Bisnis.com, JAKARTA—Penerbitan obligasi korporasi global Asia sepanjang kuartal kedua tahun ini telah mencapai US$11,6 miliar dari 25 penerbitan. Jumlah ini merupakan realisasi tertinggi secara kuartalan sejak awal 2013.
Moody’s Investor Service menilai hal ini terjadi lantaran tingginya tingkat toleransi investor terharap kualitas kredit yang rendah. Di sisi lain, emiten membutuhkan pendanaan yang cukup banyak untuk keperluan refinancing utang-utangnya.
Moody’s mencatat secara year to date, penerbitan obligasi tahun ini telah mencapai US$21,6 miliar, mendekati rekor setahun penuh pada 2013 yang senilai US$23,3 miliar.
“Penerbitan tahun ini sudah jauh di atas rata-rata penerbitan tahunan sejak 2010 yang sebesar US$14 miliar,” kata Annalisa DiChiara, Vice President and Senior Credit Officer Moody’s dalam keterangan pers, Selasa (18/7/2017).
Meski begitu, dirinya percaya risiko refinancing masih dalam batas yang bisa ditangani. Menurutnya, bila tidak ada kejutan exogenous, pasar masih bisa menyerap refinancing dari surat utang yang akan jatuh tempo.

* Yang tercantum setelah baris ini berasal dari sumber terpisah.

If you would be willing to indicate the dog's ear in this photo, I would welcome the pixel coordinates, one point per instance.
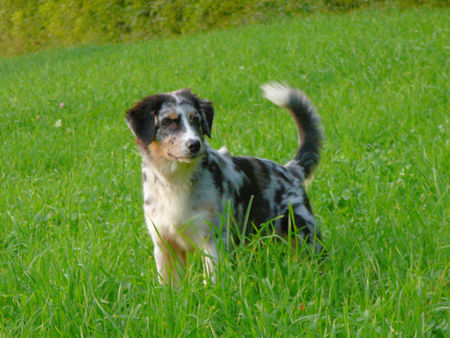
(141, 118)
(207, 112)
(205, 108)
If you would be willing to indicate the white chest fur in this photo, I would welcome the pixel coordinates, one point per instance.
(178, 210)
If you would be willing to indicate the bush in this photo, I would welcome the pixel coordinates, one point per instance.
(31, 25)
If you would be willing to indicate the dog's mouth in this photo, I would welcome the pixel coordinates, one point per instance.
(187, 159)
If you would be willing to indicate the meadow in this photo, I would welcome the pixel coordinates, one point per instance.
(76, 258)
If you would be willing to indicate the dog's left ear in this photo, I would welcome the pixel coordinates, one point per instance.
(141, 118)
(207, 111)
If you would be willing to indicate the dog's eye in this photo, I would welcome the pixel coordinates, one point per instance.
(194, 118)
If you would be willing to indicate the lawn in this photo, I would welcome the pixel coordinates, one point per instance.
(76, 258)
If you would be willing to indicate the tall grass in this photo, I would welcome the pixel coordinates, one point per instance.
(76, 259)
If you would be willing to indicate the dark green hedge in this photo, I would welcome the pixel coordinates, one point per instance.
(27, 25)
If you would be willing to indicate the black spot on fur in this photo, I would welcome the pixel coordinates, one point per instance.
(204, 107)
(212, 165)
(141, 118)
(260, 210)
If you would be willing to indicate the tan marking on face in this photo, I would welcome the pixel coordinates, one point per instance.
(158, 152)
(172, 115)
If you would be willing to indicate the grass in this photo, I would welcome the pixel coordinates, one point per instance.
(76, 259)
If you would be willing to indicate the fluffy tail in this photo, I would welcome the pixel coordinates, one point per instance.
(307, 122)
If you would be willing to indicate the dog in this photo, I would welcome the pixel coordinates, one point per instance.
(188, 186)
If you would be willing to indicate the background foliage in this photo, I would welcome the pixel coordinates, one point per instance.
(30, 25)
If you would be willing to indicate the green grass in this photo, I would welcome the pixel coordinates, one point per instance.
(76, 259)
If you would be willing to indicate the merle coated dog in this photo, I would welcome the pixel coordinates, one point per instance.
(188, 185)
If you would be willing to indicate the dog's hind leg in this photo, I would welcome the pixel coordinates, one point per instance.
(210, 258)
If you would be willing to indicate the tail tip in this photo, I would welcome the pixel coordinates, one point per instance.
(277, 93)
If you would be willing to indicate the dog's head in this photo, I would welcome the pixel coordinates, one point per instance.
(172, 125)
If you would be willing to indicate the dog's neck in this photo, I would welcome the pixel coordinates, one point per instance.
(170, 174)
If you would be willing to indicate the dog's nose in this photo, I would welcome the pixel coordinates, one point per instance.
(193, 145)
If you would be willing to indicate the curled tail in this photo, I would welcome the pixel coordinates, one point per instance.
(307, 122)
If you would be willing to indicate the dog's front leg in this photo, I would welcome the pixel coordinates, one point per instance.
(170, 259)
(210, 258)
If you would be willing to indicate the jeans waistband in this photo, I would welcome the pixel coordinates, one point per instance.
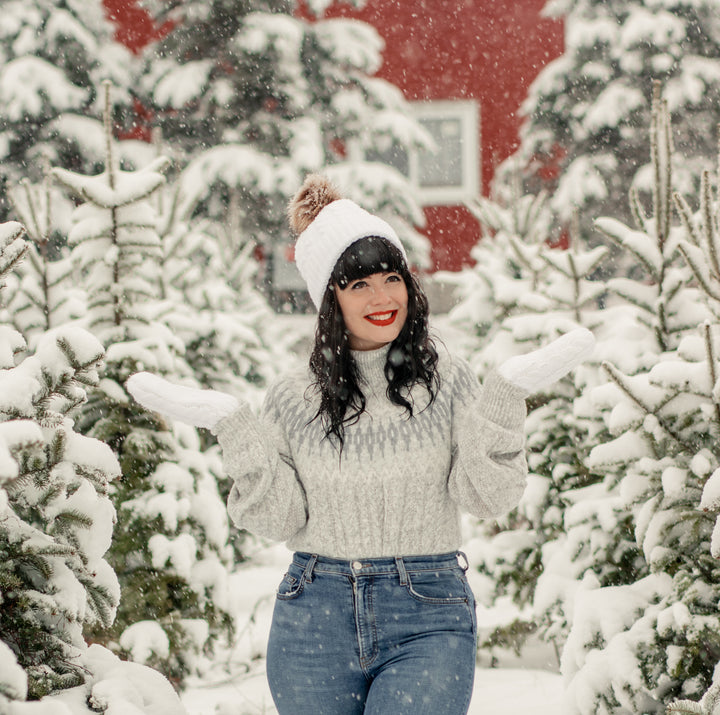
(313, 563)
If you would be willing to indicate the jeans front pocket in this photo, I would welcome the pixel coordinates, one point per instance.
(292, 584)
(444, 586)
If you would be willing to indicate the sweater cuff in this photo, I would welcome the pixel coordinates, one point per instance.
(504, 402)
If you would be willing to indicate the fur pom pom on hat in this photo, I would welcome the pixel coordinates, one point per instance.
(328, 224)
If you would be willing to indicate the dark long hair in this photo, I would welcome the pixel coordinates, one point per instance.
(412, 357)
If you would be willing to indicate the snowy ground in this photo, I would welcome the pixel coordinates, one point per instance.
(236, 685)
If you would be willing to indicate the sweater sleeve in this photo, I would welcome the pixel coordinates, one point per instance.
(489, 469)
(266, 497)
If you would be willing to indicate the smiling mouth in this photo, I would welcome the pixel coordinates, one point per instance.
(385, 318)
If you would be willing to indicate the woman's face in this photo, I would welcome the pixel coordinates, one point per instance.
(374, 309)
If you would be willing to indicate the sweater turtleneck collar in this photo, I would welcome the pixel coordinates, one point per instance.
(371, 364)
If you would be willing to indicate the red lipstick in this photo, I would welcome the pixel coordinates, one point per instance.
(386, 321)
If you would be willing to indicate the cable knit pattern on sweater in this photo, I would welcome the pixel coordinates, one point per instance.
(401, 482)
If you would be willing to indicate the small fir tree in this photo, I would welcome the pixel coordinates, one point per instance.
(43, 298)
(170, 547)
(640, 646)
(54, 55)
(586, 111)
(56, 518)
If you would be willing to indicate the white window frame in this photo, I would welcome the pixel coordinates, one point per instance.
(467, 113)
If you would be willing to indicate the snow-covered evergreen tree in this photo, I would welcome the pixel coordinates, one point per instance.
(170, 547)
(208, 279)
(44, 297)
(254, 97)
(586, 111)
(637, 647)
(53, 56)
(56, 518)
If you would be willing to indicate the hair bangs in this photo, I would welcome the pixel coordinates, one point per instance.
(367, 256)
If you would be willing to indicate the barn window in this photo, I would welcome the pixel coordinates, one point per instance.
(450, 173)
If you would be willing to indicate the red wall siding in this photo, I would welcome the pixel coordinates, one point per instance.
(489, 50)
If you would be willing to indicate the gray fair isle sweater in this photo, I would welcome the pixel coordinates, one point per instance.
(401, 482)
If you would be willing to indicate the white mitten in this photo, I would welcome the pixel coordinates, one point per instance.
(540, 368)
(201, 408)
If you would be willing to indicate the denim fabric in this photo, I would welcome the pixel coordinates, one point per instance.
(375, 636)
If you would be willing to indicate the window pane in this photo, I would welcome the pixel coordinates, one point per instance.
(443, 167)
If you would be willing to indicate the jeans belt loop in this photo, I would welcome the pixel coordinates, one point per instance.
(307, 574)
(401, 570)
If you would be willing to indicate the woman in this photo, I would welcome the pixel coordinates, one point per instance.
(363, 465)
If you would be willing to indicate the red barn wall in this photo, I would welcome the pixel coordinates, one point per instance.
(488, 50)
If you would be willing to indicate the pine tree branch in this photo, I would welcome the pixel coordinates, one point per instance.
(685, 213)
(618, 378)
(710, 234)
(710, 352)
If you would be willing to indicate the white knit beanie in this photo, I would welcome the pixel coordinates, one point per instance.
(327, 225)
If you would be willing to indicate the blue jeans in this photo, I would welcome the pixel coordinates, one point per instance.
(376, 636)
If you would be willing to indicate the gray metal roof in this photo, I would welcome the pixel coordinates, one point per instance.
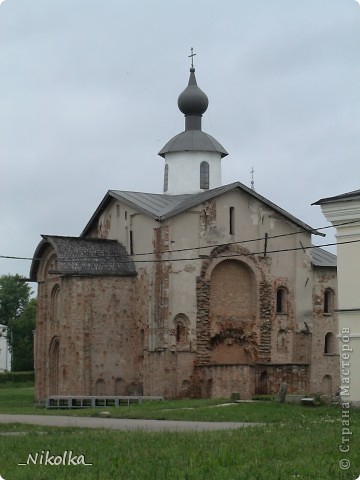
(193, 140)
(344, 197)
(85, 256)
(162, 206)
(323, 258)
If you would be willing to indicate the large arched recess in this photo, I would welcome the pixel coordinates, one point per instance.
(233, 294)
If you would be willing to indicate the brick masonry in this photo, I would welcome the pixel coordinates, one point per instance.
(116, 335)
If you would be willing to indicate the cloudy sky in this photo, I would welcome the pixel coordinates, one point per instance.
(89, 96)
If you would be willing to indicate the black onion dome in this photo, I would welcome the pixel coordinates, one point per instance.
(193, 101)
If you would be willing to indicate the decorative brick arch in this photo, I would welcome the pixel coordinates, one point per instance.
(242, 330)
(232, 252)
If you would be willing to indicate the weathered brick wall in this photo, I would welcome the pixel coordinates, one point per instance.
(96, 334)
(325, 366)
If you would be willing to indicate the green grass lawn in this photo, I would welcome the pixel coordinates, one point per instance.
(296, 443)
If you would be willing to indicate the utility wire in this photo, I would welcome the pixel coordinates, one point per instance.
(207, 247)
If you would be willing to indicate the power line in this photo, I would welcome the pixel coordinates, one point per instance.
(205, 247)
(201, 257)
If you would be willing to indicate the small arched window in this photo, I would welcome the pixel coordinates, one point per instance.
(328, 301)
(204, 175)
(281, 295)
(181, 330)
(166, 177)
(329, 344)
(232, 220)
(100, 387)
(56, 304)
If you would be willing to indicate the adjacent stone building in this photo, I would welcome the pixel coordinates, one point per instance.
(343, 211)
(201, 291)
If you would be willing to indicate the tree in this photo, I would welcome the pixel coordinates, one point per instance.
(18, 313)
(14, 296)
(22, 342)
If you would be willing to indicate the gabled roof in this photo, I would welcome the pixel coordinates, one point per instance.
(323, 258)
(344, 197)
(162, 206)
(85, 256)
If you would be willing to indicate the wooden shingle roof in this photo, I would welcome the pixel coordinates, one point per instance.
(85, 256)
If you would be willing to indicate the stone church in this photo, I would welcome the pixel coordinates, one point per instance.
(203, 290)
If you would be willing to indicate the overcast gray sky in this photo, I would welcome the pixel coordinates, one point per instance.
(89, 96)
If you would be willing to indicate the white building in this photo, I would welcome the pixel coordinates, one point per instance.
(5, 354)
(343, 211)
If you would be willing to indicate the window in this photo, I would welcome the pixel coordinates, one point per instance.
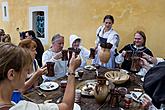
(5, 14)
(38, 22)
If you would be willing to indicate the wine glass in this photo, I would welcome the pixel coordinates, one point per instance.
(80, 73)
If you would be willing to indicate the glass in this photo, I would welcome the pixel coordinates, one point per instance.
(50, 68)
(63, 84)
(122, 91)
(64, 55)
(78, 96)
(71, 50)
(80, 73)
(138, 54)
(92, 53)
(128, 55)
(127, 101)
(135, 66)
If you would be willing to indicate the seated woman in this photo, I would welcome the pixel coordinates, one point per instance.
(34, 75)
(75, 42)
(15, 64)
(137, 46)
(6, 38)
(36, 72)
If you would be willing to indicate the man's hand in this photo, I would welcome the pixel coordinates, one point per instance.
(58, 56)
(74, 62)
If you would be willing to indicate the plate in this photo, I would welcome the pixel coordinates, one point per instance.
(87, 87)
(139, 96)
(48, 86)
(76, 74)
(90, 67)
(116, 76)
(76, 107)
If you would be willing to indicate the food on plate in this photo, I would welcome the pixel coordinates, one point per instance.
(90, 67)
(117, 77)
(88, 88)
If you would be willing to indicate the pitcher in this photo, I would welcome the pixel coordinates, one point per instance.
(101, 89)
(104, 53)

Di sisi lain, penurunan peringkat yang dimoderasi sepanjang kuartal kedua tahun ini cukup banyak, sampai 2,79 x, mendekati rata-rata jangka panjang 2,41x.

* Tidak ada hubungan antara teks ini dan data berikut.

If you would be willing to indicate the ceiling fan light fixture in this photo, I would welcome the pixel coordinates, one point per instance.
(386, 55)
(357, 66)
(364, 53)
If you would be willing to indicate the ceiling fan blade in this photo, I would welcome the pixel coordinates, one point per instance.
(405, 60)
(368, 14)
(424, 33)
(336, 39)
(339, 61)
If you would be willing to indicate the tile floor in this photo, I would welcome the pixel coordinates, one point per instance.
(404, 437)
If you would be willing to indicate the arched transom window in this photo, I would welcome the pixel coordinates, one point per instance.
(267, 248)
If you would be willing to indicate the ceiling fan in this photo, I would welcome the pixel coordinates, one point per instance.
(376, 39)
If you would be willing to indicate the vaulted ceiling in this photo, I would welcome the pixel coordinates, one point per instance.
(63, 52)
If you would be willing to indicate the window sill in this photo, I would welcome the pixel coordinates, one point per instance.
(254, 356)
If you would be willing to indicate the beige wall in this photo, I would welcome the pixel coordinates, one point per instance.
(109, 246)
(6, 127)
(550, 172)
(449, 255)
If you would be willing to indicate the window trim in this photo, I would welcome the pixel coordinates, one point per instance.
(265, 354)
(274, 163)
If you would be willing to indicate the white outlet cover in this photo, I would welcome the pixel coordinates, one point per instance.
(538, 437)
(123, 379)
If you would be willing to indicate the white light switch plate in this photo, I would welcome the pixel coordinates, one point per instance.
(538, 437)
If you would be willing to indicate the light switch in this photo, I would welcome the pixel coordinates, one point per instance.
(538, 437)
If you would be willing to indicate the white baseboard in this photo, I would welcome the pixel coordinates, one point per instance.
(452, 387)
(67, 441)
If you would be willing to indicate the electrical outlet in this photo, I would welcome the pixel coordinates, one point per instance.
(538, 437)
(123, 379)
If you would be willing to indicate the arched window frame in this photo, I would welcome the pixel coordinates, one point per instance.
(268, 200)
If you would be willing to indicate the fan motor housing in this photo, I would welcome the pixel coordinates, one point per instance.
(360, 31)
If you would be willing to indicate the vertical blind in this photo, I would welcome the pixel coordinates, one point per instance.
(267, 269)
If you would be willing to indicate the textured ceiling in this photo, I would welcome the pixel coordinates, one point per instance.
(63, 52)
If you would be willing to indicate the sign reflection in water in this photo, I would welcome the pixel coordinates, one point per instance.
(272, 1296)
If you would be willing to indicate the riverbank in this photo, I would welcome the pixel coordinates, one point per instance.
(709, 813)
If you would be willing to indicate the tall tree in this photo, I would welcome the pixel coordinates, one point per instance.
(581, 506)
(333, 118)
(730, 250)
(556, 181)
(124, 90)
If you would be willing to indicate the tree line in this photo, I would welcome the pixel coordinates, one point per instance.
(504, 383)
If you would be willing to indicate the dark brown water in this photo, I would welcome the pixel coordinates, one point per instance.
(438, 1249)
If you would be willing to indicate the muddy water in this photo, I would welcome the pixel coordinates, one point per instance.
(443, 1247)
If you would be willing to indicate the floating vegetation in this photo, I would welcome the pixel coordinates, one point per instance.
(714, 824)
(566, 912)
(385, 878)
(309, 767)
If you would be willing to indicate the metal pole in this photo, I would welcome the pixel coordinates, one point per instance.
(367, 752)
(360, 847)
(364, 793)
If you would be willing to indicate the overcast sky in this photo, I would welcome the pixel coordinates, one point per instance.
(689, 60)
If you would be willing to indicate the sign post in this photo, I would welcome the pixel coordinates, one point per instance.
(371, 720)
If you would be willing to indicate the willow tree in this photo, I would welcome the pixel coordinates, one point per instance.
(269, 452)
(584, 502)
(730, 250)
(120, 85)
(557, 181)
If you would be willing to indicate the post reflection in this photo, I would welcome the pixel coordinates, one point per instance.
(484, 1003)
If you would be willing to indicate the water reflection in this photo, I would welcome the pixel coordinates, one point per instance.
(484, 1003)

Meski kualitas kredit menunjukkan tanda-tanda perbaikan, tetapi sekitar 47% peringkat grup korporasi berada dalam kategori single-B dan 13% pada kisaran Caa-C. Sementara itu, B3 dan di bawahnya tetap tinggi mencapai 23 perusahaan atau 17,8% dari total.

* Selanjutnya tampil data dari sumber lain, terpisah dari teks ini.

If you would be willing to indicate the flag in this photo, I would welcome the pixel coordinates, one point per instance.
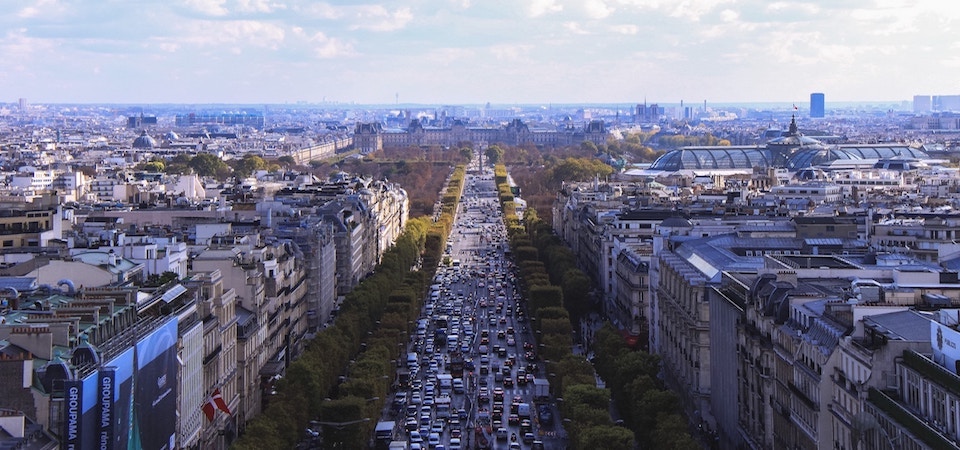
(214, 402)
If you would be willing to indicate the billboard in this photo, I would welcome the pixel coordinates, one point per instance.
(80, 413)
(945, 342)
(121, 410)
(106, 400)
(155, 390)
(128, 403)
(73, 402)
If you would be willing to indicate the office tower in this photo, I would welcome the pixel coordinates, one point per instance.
(816, 104)
(922, 103)
(946, 103)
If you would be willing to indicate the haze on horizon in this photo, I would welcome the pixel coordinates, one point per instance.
(476, 51)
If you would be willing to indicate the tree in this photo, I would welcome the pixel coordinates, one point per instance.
(671, 433)
(589, 147)
(208, 165)
(250, 163)
(286, 161)
(494, 154)
(612, 437)
(154, 166)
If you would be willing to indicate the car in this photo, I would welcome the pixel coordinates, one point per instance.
(528, 438)
(526, 427)
(545, 415)
(416, 438)
(411, 424)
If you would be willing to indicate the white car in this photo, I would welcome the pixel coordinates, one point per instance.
(433, 440)
(415, 438)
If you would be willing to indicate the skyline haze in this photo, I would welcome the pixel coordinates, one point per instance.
(463, 51)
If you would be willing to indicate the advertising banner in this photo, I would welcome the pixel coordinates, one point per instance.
(122, 414)
(156, 389)
(73, 414)
(106, 397)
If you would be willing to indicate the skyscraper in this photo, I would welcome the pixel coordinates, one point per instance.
(922, 103)
(816, 104)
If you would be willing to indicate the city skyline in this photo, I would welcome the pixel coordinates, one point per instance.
(469, 52)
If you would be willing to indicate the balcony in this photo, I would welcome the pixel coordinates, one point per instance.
(212, 355)
(932, 370)
(905, 418)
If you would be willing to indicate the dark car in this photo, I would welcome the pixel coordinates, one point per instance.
(528, 438)
(545, 415)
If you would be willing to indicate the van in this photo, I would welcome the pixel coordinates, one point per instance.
(452, 342)
(523, 410)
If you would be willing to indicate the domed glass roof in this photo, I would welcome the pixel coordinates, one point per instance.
(144, 141)
(712, 158)
(812, 156)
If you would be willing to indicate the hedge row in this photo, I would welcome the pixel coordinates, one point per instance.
(345, 374)
(556, 292)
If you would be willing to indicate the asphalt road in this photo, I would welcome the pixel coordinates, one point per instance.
(476, 292)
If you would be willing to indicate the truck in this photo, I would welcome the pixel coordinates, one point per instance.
(384, 432)
(541, 388)
(446, 382)
(442, 406)
(456, 365)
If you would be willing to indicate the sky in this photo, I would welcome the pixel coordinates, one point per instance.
(476, 51)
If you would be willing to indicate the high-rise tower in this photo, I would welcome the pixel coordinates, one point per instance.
(816, 105)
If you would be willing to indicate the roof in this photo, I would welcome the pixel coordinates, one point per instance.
(903, 325)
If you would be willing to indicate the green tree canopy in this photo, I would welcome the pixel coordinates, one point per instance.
(208, 165)
(494, 154)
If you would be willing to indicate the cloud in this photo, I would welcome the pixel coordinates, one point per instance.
(517, 52)
(597, 9)
(259, 6)
(628, 29)
(41, 8)
(378, 18)
(538, 8)
(319, 11)
(208, 7)
(248, 32)
(575, 28)
(323, 46)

Obligasi dengan peringkat B3 cukup mendominasi dalam penerbitan sepanjang kuartal kedua lalu mencapai US$4,5 miliar, sebagian terbesar di antaranya dari China Evergrande Group (B2 Stabil) senilai US$3,8 miliar.
Korporasi yang berbasis di China mendominasi penerbitan hingga 70%, sedangkan Indonesia 13%, India 12% dan Makau 5%.